“The new buildings located on the Israeli installation are not a US military base,” Meghan Henderson, a media operations official at EUCOM, told The Times of Israel Wednesday.
“On September 18, senior leaders from the US military participated in a ribbon-cutting ceremony … to commemorate the opening of a new building on an Israeli Air Force base,” the spokeswoman said.
On Monday, Israeli Defense Forces Brig. Gen. Zvi Haimovitch declared “the base is here to stay,” noting that “this is the first time that we have an American flag flying in an IDF base.”
But according to the Israeli publication, shortly afterward, the Israeli Defense Forces scrubbed all references to a US military “base” from its website, calling the new endeavour instead a “facility.”
An Israeli military source verified to The Times of Israel that US military representatives had contacted the IDF to ask for the change in phrasing.
US officials reportedly felt obliged to correct their Israeli counterparts because of an apparent legal discrepancy: A “military base” is subject to different legal statutes than a “military facility.”
According to GlobalSecurity.org, a “main operating base” includes a command and control center, family support structures (churches, fast food joints), and permanently stationed soldiers.

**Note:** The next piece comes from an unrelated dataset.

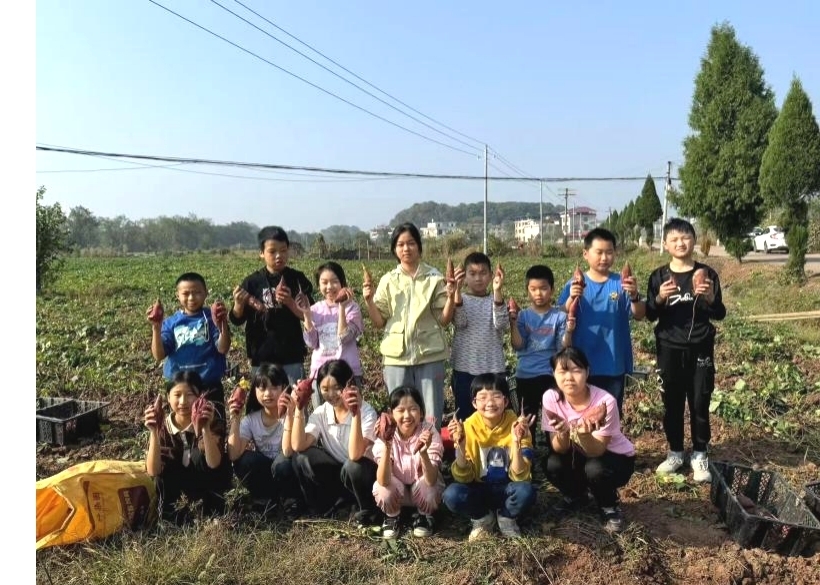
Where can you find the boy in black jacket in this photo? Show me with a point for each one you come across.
(268, 304)
(684, 296)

Further, MOBs “serve as the anchor points for throughput, training, engagement and US commitment to NATO.”
Then-US President George H.W. Bush designated Israel a major non-NATO ally (MNNA) in 1989. Other MNNAs include Australia, Egypt, Japan, South Korea, Jordan, New Zealand, Argentina, Bahrain, the Philippines, Thailand, Taiwan, Kuwait, Morocco, Pakistan, Afghanistan and Tunisia.
The facilities that opened Monday do not meet the size requirements to be considered a base, the Times of Israel reported. “The buildings will function as a living facility for US service members who are currently working at the Israeli base,” the EUCOM official said.